Yatim was shot eight times by Forcillo while alone on a downtown Toronto streetcar, after wielding a small knife and exposing himself to passengers. The shooting was captured on bystander video, which was quickly disseminated, prompting public outrage.
Forcillo, 33, was charged and ultimately found not guilty of second-degree murder for the first three shots that killed Yatim, but guilty of attempted murder for the second volley of six shots fired six seconds after the initial three. Superior Court Justice Edward Then is now deciding Forcillo’s sentence, to be pronounced in late July.
The ombudsman’s investigation was one of three systemic reviews of police use of force launched in the wake of Yatim’s death.
Just weeks after Yatim’s death, then Toronto police chief Bill Blair initiated an independent review of use of force within his own police service, tapping retired Supreme Court justice Frank Iacobucci to conduct the recommendation.
One year later, Iacobucci released a comprehensive report making 84 recommendations, including increased training, changes to hiring practices, and a shift in the workplace culture. Toronto police said last year they had implemented, in full or in part, 79 of the 84 recommendations.
Mike McCormack, president of the Toronto Police Association, said he welcomed “any recommendation that will improve the outcome of interactions between officers and citizens.”

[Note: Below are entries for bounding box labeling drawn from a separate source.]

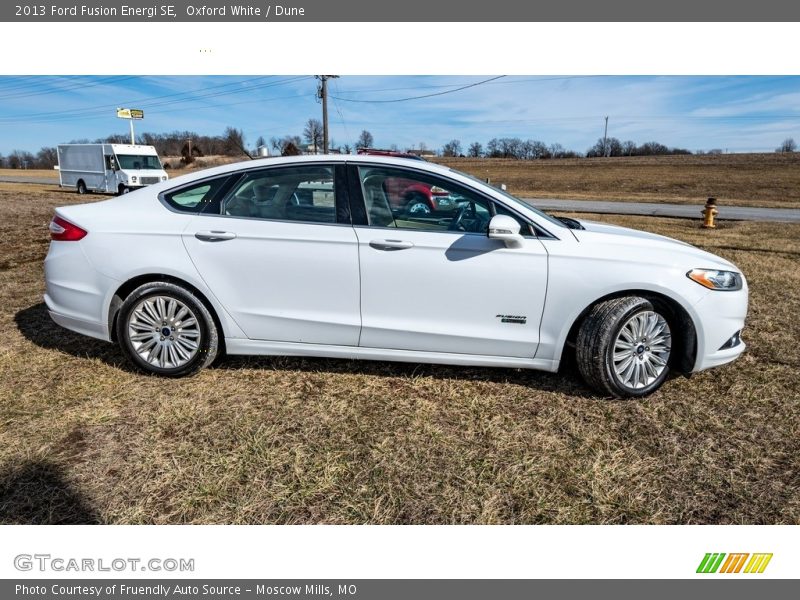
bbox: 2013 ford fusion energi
[45,156,747,397]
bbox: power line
[0,75,135,100]
[337,75,605,94]
[336,75,505,104]
[0,76,311,123]
[0,75,282,119]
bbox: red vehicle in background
[357,148,453,216]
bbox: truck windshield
[117,154,161,171]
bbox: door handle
[194,231,236,242]
[369,240,414,250]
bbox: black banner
[0,578,800,600]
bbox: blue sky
[0,75,800,155]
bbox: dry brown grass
[0,185,800,523]
[437,153,800,208]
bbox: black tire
[575,296,673,398]
[405,193,433,216]
[116,281,220,377]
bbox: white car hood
[572,219,739,271]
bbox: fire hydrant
[700,198,719,229]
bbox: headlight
[686,269,742,292]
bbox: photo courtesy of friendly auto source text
[0,2,800,598]
[14,4,306,20]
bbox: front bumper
[692,281,748,373]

The Office of the Independent Police Review Director (OIPRD), a provincial agency that reviews police complaints, also launched a systemic review of police use of force following Yatim’s death — only the second systemic review launched by the OIPRD since its inception in 2009.
Rosemary Parker, spokesperson for the OIPRD, said in an email that the agency expects to release the first of two parts of the review this fall, and the second in early 2017.